Cos’hai trovato nel mondo dei villaggi che ti ha arricchito?

Ho trovato un palcoscenico che inizia al mattino e termina la sera. E penso che sia una delle esperienze migliori, sia per fare la gavetta che per affinare le proprie capacità espressive e performative. Il palcoscenico dei villaggi mi ha dato l’opportunità di misurare, esaminare e valutare i miei strumenti recitativi.

Cosa sentivi le prime volte in cui ti esibivi sui palcoscenici dei villaggi?

Inizialmente percepivo che non ero ancora al livello che avrei desiderato raggiungere. Però capivo anche l’importanza della continuità nel mettersi alla prova. E così ho continuato.

Qual è la dote che hai sempre avuto fin dall’inizio della tua carriera e che hai affinato nel tempo?

La percezione di avvertire quando qualcosa funziona e quando, invece, non funziona. Credo sia importante avere questa sensazione quando si sta su un palcoscenico.

E dopo l’esperienza nei villaggi cos’è accaduto?

Ho iniziato a lavorare in teatro. I villaggi mi avevano ben strutturato, al punto da sentirmi pronto nell’affrontare un provino.
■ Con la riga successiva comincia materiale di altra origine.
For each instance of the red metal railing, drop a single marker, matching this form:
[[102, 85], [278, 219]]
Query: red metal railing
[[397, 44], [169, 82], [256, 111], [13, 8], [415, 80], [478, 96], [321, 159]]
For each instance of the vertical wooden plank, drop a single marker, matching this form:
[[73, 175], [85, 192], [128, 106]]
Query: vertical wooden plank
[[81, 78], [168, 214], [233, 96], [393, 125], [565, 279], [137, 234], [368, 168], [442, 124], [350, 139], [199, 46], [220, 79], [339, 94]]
E com’è stato il tuo primo provino?

Mi ricordo che stavo preparando uno spettacolo mio e avevo bisogno di un teatro. Ne girai molti finché, una sera, entrai in uno nel momento in cui stavano provando uno spettacolo. C’era il regista presente con il quale parlammo di un po’ di cose. Nel salutarlo gli dissi: “Se ha bisogno di un attore, io sono qua”. Lui mi rispose: “Vuoi provare”? Rimasi spiazzato, ma naturalmente gli dissi di sì. Mi fece stampare la parte e la provai subito. Calcola che non lessi nemmeno le battute. Finita la prova, il regista mi disse: “C’è qualcosa da migliorare. Comunque ci vediamo giovedì prossimo”. E mi mandò da una delle organizzatrici per accordarci sulle condizioni economiche. Mentre questa persona parlava io la ascoltavo, ma con la mente ero immerso in un altro mondo. Ero talmente eccitato all’idea di essere stato preso in una compagnia e poter fare teatro che non pensavo ad altro. Iniziarono due anni continuativi di lavoro che mi permisero, come attore, di crescere ancora di più.
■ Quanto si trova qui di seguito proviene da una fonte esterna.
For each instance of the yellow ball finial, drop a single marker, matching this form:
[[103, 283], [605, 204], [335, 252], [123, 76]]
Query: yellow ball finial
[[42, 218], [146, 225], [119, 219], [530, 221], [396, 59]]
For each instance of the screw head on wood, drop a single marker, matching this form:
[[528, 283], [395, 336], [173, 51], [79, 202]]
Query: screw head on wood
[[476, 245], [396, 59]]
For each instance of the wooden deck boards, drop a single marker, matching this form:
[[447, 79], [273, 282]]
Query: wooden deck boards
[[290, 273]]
Ti senti più un attore di teatro o un conduttore?

Io mi sento principalmente un conduttore, con le varie sfaccettature che questo ruolo comporta. Sento che questa è la mia strada principale.

Hai un modello a cui ti ispiri?

Non ho un modello unico, ma una miscellanea di punti di riferimento. Mi piace la spontaneità costruita di Fiorello e la sua versatilità senza essere volgare; il linguaggio elaborato e colto di Paolo Bonolis e il modo con cui si arrabbia con la spalla o le altre persone, ma sempre con grazia ed eleganza; apprezzo alcune piccole dinamiche di Fabio Fazio che emergono nei suoi duetti con Nino Frassica; l’educazione di Amadeus.

Se ti proponessero un ruolo drammatico in un lavoro classico, lo accetteresti?

Sì, lo accetterei. Perché mi piace tutto ciò che orbita nel mondo del teatro.

Quale sogno hai in serbo di realizzare per il tuo futuro?

Sogno di costruire, su me stesso, una figura polivalente in grado di poter affrontare tutto ciò che il mondo dello spettacolo offre nelle sue diversità.

Cos’è che non sopporti come artista?

Non sopporto la disattenzione da parte del pubblico verso chi, in quel momento, si esibisce sul palcoscenico. Più che non sopportarlo, mi crea agitazione. Perché, indipendentemente dal piacere o non piacere quella performance, all’artista va riconosciuto l’impegno che sta mettendo negli istanti in cui è sul palco.